At Karaoke Storytellers, there’s a story behind every song — belt it out, bare your soul, maybe find redemption

David Woulard stepped onto the stage at Schubas wearing a black beret and camouflage jacket.

“In 2008 I joined the military,” he told an audience of almost 90 people.

After his first deployment, Woulard needed to find coping mechanisms, he said. One night, he was walking past a bar near Chicago’s Union Station and realized karaoke was going on. He decided to go inside and sing.

“I sang this song called ‘Breakeven’ by The Script was the first song I ever sang,” Woulard said. “And I really feel like I got something off my chest.”

After sharing his story about how karaoke has become a healing factor for him and has led him through some adventures in life, Woulard prepared to do what he does best.

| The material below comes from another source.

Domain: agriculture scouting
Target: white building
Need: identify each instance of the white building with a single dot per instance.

“What I learned from all of those experiences is that you can have all that you want in the world but never be what you want to be,” he told the crowd at Schubas on a Sunday in April. “There’s some people that have all the soul but they ain’t a soldier.”

Woulard stomped his foot, played air guitar and at one point dropped to his knees as he sang “All These Things I’ve Done” by The Killers, rarely paying attention to the lyrics on the screen.

The crowd stood and cheered him on as he passionately sang, “I got a soul, but I’m not a soldier.”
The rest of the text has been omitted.